It is important for Illinois drivers to understand their options when stopped at DUI checkpoints to ensure their rights are upheld.
According to the Illinois Department of Transportation, over 41,900 people are arrested for driving under the influence across the state each year. Sometimes, such arrests come after drivers are stopped at sobriety checkpoints. Sobriety, or DUI, checkpoints are stops at highly visible locations where the authorities stop motorists and look for signs of impairment. In order to protect themselves from being arrested and facing the resulting consequences, it is important for drivers to understand their rights at such stops.
Typically, the first thing law enforcement officers do at DUI checkpoints is approach stopped vehicles and ask the drivers questions. They will use people's responses to determine whether they should investigate further. Often, motorists answer these questions because they feel obligated to do so. However, this is not the case.
Drivers at sobriety checkpoints may refuse to speak with law enforcement officers and choose to keep their windows rolled up. They may present the authorities with a card stating their desire to exercise their constitutional rights. This includes the right to consult with an attorney before they answer questions and being allowed to go on their way if they are not being arrested.
Performing field sobriety tests
If the authorities suspect drivers are impaired, they may ask them to perform field sobriety tests. Although they may feel like they have no choice, motorists are not required to perform these tests. Sometimes, law enforcement officers may neglect to inform drivers of their right to refuse when they ask them to perform field sobriety tests.
It is important for drivers to understand that refusing field sobriety tests does not guarantee they will not be arrested for DUI. Rather, this may simply make it more difficult for the authorities to prove their cases. If motorists have not had anything to drink, however, performing field sobriety tests may help them prove to law enforcement they should be allowed to continue on their way.

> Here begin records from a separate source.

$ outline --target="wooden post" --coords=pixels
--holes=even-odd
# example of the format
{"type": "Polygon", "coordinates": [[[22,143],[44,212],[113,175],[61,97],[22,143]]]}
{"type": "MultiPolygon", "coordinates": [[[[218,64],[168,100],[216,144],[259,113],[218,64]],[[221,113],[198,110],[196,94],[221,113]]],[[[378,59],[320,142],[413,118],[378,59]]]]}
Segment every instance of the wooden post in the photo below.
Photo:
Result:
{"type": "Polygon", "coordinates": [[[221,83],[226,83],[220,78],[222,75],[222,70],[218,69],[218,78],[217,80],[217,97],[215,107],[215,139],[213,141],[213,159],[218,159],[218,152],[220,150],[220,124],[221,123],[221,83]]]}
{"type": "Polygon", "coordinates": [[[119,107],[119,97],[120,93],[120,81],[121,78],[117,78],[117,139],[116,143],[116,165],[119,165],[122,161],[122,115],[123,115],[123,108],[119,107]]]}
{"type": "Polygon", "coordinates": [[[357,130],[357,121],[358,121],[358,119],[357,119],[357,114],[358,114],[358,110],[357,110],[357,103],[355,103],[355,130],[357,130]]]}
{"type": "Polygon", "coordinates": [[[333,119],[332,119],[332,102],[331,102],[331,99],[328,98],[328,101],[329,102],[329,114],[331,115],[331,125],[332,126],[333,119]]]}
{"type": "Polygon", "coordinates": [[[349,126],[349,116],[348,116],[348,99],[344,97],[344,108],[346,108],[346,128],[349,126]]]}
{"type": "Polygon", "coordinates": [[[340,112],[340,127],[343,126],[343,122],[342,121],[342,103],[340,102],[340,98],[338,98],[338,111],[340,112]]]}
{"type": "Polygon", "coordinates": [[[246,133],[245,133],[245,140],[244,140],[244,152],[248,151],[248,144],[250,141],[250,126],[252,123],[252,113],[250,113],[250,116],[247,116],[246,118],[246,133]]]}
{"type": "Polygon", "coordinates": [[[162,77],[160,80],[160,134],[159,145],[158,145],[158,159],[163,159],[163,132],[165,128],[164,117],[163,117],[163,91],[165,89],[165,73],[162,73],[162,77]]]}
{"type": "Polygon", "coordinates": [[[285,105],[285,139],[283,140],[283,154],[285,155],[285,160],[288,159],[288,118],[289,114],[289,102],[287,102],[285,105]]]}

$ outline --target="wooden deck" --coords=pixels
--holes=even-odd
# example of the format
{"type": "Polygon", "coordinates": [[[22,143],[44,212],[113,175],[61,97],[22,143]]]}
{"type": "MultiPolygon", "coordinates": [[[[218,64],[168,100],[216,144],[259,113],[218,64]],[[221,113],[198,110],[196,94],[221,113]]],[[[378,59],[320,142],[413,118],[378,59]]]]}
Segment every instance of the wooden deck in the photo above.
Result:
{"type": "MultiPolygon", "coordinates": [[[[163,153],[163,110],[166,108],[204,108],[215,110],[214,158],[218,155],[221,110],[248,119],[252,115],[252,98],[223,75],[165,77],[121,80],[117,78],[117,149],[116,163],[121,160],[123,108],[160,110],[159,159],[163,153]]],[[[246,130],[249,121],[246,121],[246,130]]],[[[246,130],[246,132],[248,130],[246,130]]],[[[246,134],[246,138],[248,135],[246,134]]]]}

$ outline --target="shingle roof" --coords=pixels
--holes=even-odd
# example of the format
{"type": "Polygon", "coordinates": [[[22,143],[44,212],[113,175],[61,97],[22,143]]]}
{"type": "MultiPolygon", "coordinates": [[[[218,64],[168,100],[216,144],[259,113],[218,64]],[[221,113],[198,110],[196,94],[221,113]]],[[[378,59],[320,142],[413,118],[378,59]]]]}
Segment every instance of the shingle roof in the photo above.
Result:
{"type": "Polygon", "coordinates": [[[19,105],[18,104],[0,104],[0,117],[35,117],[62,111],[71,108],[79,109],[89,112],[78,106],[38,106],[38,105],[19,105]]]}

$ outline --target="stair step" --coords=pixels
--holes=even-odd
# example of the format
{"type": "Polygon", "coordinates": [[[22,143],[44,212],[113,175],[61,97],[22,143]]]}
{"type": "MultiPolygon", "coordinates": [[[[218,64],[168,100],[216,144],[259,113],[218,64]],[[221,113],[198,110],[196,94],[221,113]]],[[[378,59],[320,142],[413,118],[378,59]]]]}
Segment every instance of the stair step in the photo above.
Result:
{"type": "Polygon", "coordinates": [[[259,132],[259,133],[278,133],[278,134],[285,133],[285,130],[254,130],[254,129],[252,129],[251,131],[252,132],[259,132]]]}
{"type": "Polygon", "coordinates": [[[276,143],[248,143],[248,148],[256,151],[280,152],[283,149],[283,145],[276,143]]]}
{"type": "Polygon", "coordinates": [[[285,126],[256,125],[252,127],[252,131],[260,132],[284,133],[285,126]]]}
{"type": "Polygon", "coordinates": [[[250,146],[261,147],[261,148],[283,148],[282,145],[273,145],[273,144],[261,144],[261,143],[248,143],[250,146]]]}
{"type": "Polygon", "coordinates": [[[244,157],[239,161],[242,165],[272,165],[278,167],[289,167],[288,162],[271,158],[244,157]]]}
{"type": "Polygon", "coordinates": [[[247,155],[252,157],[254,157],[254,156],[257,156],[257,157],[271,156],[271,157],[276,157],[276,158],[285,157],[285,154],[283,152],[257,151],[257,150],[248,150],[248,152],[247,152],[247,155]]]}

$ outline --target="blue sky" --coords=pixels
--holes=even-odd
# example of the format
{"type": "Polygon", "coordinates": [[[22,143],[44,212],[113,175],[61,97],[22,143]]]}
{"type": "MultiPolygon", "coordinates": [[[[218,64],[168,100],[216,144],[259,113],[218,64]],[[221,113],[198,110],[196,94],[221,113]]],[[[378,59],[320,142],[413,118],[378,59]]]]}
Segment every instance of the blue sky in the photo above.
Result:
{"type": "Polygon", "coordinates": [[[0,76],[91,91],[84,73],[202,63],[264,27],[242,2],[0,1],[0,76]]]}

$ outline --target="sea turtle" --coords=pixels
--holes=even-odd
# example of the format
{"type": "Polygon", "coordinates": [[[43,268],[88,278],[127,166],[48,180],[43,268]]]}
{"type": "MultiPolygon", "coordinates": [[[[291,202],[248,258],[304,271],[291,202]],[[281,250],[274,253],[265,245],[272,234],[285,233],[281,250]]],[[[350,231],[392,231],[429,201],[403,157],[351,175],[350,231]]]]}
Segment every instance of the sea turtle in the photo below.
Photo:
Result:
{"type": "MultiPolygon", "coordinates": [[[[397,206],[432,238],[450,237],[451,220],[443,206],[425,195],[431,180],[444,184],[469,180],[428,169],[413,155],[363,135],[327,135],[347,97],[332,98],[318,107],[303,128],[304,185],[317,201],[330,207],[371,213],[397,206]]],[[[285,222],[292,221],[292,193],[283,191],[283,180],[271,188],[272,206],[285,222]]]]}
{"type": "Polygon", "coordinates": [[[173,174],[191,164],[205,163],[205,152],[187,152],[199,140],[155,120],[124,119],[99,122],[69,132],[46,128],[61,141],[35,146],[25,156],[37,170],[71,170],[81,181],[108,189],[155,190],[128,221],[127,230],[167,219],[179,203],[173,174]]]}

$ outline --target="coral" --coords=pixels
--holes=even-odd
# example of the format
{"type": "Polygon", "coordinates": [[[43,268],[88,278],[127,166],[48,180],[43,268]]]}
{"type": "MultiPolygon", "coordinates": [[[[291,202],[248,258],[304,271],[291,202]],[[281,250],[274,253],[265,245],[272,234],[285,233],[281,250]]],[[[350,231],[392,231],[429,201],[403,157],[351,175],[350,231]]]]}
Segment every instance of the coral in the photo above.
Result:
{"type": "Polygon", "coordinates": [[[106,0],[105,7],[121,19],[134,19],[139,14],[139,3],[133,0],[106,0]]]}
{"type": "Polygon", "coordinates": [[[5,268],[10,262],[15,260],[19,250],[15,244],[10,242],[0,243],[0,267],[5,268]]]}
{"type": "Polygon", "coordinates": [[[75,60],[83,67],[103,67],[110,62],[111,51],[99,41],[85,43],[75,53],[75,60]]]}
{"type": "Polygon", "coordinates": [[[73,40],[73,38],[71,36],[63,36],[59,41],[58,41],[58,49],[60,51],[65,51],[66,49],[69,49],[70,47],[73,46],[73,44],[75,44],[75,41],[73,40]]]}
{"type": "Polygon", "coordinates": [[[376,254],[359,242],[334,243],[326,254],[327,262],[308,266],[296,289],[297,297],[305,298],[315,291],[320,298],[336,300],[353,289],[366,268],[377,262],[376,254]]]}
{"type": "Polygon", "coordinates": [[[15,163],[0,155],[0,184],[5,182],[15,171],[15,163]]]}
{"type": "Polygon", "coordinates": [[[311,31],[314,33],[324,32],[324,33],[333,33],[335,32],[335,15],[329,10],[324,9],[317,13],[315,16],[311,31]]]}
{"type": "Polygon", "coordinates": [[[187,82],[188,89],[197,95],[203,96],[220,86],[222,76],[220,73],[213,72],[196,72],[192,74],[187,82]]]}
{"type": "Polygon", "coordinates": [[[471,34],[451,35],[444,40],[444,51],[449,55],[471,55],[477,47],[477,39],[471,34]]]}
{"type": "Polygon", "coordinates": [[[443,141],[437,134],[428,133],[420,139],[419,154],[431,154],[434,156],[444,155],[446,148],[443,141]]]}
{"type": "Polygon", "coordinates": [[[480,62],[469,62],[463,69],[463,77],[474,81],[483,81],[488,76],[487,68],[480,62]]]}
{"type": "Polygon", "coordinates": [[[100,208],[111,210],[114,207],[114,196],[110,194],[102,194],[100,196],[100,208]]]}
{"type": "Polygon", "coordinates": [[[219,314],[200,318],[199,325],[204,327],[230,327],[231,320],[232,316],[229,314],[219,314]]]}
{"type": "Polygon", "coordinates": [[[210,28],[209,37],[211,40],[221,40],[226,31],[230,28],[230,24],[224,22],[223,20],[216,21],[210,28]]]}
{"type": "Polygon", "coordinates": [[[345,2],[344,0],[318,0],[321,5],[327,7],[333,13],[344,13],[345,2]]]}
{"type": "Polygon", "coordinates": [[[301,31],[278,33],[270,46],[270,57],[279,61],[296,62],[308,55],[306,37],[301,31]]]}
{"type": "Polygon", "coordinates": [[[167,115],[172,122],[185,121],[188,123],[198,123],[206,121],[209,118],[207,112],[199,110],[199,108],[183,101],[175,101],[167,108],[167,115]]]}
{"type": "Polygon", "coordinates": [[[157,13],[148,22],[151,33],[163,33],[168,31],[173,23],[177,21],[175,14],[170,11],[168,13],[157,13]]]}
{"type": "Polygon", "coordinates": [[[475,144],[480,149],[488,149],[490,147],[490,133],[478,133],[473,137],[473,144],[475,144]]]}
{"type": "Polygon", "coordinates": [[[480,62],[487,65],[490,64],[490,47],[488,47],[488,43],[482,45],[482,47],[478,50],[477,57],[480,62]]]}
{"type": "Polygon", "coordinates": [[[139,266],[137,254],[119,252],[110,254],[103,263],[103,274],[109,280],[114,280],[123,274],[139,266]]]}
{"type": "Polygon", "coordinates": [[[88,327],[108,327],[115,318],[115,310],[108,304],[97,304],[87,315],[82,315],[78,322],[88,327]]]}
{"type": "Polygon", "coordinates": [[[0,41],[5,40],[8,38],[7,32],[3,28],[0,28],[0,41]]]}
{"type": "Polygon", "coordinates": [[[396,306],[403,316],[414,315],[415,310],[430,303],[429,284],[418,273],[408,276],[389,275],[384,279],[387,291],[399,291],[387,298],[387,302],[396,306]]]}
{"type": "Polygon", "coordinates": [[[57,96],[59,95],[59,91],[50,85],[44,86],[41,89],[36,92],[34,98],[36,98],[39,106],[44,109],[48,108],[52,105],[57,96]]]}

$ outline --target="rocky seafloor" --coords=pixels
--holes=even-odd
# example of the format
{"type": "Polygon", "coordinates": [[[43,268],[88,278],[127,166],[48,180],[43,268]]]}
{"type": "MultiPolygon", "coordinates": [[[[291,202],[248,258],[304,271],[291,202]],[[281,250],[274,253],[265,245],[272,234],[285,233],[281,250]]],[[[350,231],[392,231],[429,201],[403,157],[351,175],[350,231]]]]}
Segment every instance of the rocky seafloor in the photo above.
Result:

Submitting to breath tests
Before a driver receives a ticket or is arrested, they are able to refuse preliminary breath tests with no consequences. Once motorists have received a ticket or been placed under arrest, however, Illinois state law requires drivers to submit to chemical testing. They may still refuse at this point, but doing so carries consequences.
Motorists who refuse chemical testing, including breath tests, are subject to a driver's license suspension of at least one year. This is in addition to the penalties that might be levied as a result of a DUI conviction. Furthermore, their refusal may be used as evidence against them during criminal proceedings.
Obtaining legal representation
Driving under the influence is considered a serious offense in Illinois and carries penalties with a potentially lasting impact. The decisions people make from the time they are stopped could have a significant effect on the outcome of their cases. In order to ensure their rights are upheld, it may be of benefit for those who have been arrested for DUI to consult with an attorney. A lawyer may help them understand their options and defend them against the charges they are facing.